What we’ve seen of Richie Sexson this year looks like a vast improvement over the 2007 model that hit just .205/.295/.399, as he’s currently hitting .244/.392/.463 for the Mariners. That’s a .220 Isolated Power, which is fine as long as you hit around .250 or up, but is not very useful when you hit .205. The .392 OBP is where I want to focus, though, because that’s the product of a walk rate almost twice that of last year’s 10.5 percent mark. Sexson is walking in 19.6 percent of his plate appearances, a spike that has me worried when coupled with his strikeout rate of 34.1 percent. Sexson is making contact in under half of his plate appearances, and he’s popped up as often as he’s hit a liner so far this year.

Sexson is also having trouble with everything that isn’t straight or thrown near the middle of the plate, which makes me think that the 33-year-old is having bat speed issues. The spike in walk and strikeout rates coupled with this makes a convincing case to watch for this potential trend. In addition, his batting average is guaranteed to fall if he doesn’t stop striking out at this rate, as his .320 BABIP is a product of small-sample luck, since he’s only hit liners at a 15 percent clip, continuing last year’s dip from the average and Sexson’s career rates.

It’s a little early to clear room on your roster for the return of Richie Sexson. Based on the numbers, don’t be shocked if we see Sexson’s average fall due to BABIP regression, his OBP dip due to pitchers challenging his bat speed, and his slugging suffer from the drop in mistake offerings down the heart of the plate. Chances are good Sexson isn’t going to be worth the effort, but keep an eye on the strikeout and walk rates to see if they even out.

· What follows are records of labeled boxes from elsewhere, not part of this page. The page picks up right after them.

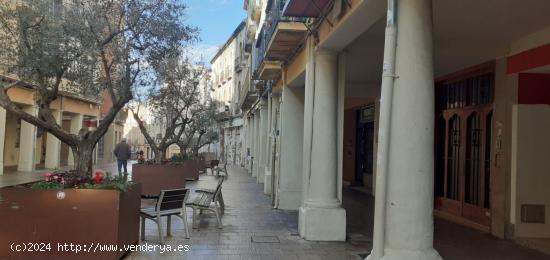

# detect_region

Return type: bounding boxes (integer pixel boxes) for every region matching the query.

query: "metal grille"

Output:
[464,112,481,205]
[446,115,460,200]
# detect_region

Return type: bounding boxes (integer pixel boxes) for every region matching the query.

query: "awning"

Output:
[283,0,330,17]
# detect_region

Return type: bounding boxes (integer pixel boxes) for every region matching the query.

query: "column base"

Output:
[256,165,265,183]
[366,248,443,260]
[17,161,34,172]
[277,189,302,210]
[298,206,346,241]
[264,170,272,195]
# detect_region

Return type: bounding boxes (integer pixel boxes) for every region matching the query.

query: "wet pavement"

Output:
[0,164,550,260]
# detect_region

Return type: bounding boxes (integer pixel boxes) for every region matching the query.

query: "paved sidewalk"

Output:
[0,164,550,260]
[130,167,368,260]
[127,167,550,260]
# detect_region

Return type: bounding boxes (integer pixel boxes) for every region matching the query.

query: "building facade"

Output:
[211,22,249,165]
[239,0,550,259]
[0,76,100,174]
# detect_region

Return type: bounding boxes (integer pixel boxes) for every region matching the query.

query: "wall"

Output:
[518,73,550,105]
[512,104,550,238]
[4,111,19,167]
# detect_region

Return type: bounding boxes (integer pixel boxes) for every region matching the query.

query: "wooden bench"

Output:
[195,179,225,214]
[216,162,228,178]
[186,178,223,229]
[204,160,220,175]
[140,189,189,244]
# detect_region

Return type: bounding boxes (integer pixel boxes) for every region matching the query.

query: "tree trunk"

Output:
[71,143,94,177]
[153,148,166,164]
[178,144,192,155]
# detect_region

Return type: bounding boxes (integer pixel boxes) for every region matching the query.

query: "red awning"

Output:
[284,0,330,17]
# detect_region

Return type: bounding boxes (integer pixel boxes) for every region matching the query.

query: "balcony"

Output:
[283,0,330,17]
[253,0,307,80]
[238,64,258,111]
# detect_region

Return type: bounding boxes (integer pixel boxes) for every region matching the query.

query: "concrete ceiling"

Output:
[345,0,550,89]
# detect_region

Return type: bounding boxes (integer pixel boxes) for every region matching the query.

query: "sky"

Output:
[180,0,246,63]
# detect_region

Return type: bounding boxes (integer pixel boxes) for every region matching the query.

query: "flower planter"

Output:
[132,161,199,196]
[0,184,141,259]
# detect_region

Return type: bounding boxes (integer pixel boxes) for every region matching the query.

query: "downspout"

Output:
[374,0,397,260]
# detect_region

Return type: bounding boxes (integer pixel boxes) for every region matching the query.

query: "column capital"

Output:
[315,47,339,57]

These numbers take on a different meaning when you are looking at a younger player who is obviously not going through the same aging and bat speed issues these veterans are. In the case of Edwin Encarnacion, we have a 25-year-old hitting .171/.356/.343. The OBP is obviously solid, though the chances of a .180 point difference between average and on-base are not realistic over the course of the season. His Isolated Power of .171 is decent for third base, but he will need to boost his batting average before you see that power manifested in his line.

So far, Encarnacion has ten walks versus six hits. Two of those hits were homers, and the rest have been singles. His BABIP is just .160, well off his career rate of .307. Based on his batted-ball data, it looks as if the right-hander is having trouble squaring up on the ball; his liner rate is just 7.4 percent, and he’s hitting grounders on almost 56 percent of his batted balls. With his strikeout and walk numbers as high as they are, he’s certainly seeing enough pitches; now he just needs to pull the trigger on the right ones. He did hit .289/.356/.438 last year, which was pretty close to his expected numbers. His .323 BABIP was 16 points higher than it should have been according to his 18.7 liner rate, but that’s not a huge deal, especially for a young player who is supposed to improve as he hits his peak years.

It’s early to panic about Encarnacion on a talent level; he’s just 25 years old, and all he needs to do is hit a few more singles and cut his strikeouts down to previous rates. Encarnacion looks like a player who is just going through a rough stretch with base hits to start the season, rather than a guy who can’t handle major league pitching.